Let's also assume that the internet connection is fairly modern and fast, i.e. DSL or alike, no slow connections over phone and such. The involved computers will also be rather modern (Dual Core Intel CPUs at 2GHz or more).
I know how to handle the audio on the machines. What I don't know is how to transmit the audio in an efficient way.
The challenges are:
I'd like get good audio quality across the line.
The stream should be received without drops. The stream may, however, be received with a little delay (a second delay is acceptable). I imagine that the transport software could first determine the average (and max) latency, then start the stream and tell the receiver to wait for that max latency before starting to play the audio. With that, if the latency doesn't get any higher, the entire stream will be playable on the other side without stutter or drops.
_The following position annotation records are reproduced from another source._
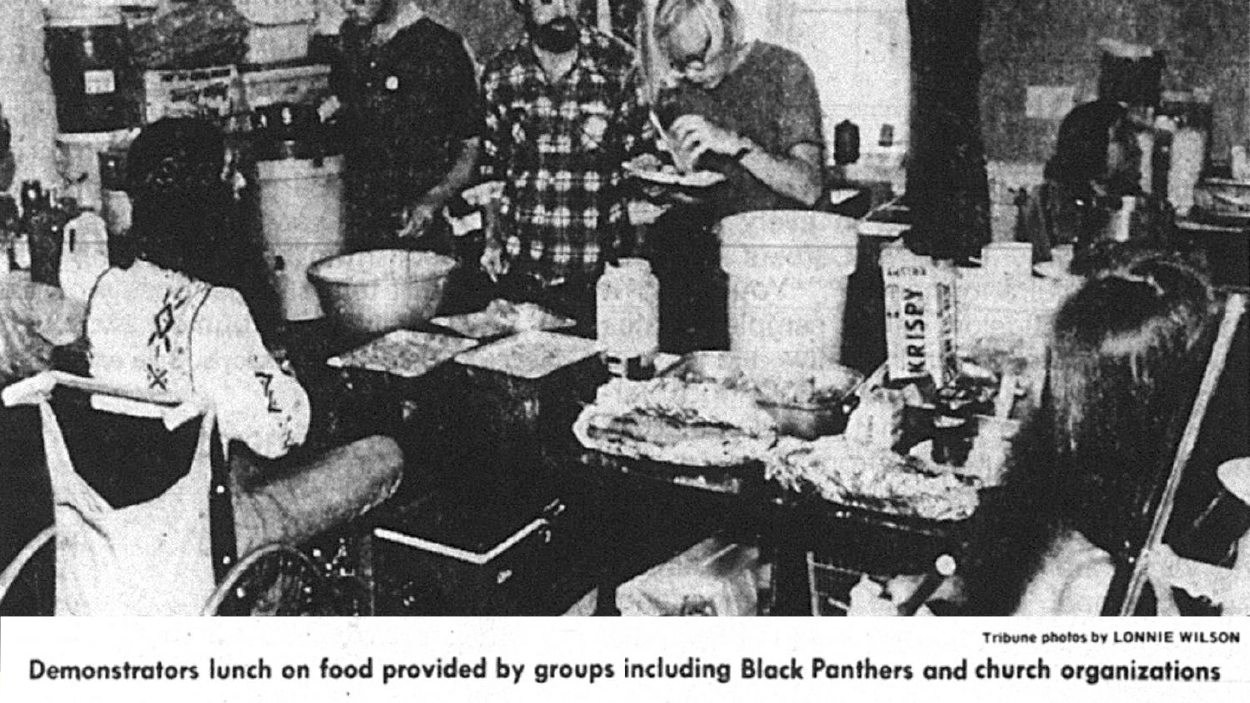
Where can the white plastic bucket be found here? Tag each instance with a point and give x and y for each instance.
(301, 213)
(788, 273)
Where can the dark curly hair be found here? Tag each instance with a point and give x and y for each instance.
(184, 213)
(1126, 353)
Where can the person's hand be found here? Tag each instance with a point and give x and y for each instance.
(696, 136)
(873, 599)
(493, 262)
(644, 163)
(329, 108)
(418, 218)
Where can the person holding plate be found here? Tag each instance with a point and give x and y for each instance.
(561, 118)
(745, 109)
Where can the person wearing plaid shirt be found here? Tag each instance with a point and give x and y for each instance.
(563, 114)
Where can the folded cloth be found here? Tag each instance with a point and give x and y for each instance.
(33, 319)
(279, 502)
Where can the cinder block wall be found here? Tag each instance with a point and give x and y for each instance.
(1055, 43)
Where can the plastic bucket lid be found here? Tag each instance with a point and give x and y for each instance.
(790, 243)
(66, 14)
(789, 229)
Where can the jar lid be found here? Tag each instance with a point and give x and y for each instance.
(634, 265)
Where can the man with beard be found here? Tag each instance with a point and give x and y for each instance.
(561, 116)
(411, 120)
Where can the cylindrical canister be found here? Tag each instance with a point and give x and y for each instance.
(628, 317)
(95, 86)
(788, 275)
(301, 212)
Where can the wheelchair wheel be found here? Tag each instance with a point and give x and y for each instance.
(273, 581)
(28, 584)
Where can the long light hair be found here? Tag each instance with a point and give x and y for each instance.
(721, 19)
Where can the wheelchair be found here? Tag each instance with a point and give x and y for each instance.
(149, 474)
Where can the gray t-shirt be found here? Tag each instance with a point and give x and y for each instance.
(771, 99)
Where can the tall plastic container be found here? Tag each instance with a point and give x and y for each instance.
(628, 317)
(301, 212)
(96, 90)
(788, 274)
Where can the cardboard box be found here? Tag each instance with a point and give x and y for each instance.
(205, 93)
(920, 317)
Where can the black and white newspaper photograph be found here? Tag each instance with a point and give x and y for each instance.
(490, 335)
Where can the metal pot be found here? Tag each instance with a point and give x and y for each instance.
(381, 290)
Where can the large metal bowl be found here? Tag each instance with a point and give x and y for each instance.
(381, 290)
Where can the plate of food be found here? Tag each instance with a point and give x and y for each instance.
(501, 318)
(530, 354)
(668, 174)
(860, 474)
(805, 402)
(404, 353)
(673, 422)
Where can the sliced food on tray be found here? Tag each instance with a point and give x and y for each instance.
(501, 318)
(404, 353)
(798, 387)
(530, 354)
(864, 475)
(669, 420)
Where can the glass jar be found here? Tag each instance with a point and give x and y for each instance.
(628, 313)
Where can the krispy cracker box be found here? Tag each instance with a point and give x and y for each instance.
(919, 317)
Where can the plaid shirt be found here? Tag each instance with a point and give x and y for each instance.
(559, 148)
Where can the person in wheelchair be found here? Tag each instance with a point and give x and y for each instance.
(171, 319)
If, due to unexpected IP latencies or blockages, the stream does get cut off, I want to be able to notice this so that I can take actions (e.g. abort the stream) and eventually start a new transmission.
What are my options if I want do use ready-made software for the compression and tranmission? I have no intention to write my own audio compression engine, really. OTOH, I plan to sell the solution in a vertical market, meaning I can afford a few dollars of license fees per copy, but not $100s.
I guess the simplest solution would be to just open a TCP stream, send a few packets back and forth to determine their running time (or even use UDP for that), then use the results as the guide for my max latency value, then simply fire the audio data in its raw form (uncompressed 16 bit stereo), along with a timing code over the TCP connection. The receiver reads the data and plays it with the pre-determined delay. That might just work with the type of fast connection I expect.
I just wonder if there are better solutions to reach this goal, with better performance (lower latency) and less data (compressed).
BTW, I first try to implement this on OS X, but might want to do it on Windows, too, if it proves successful.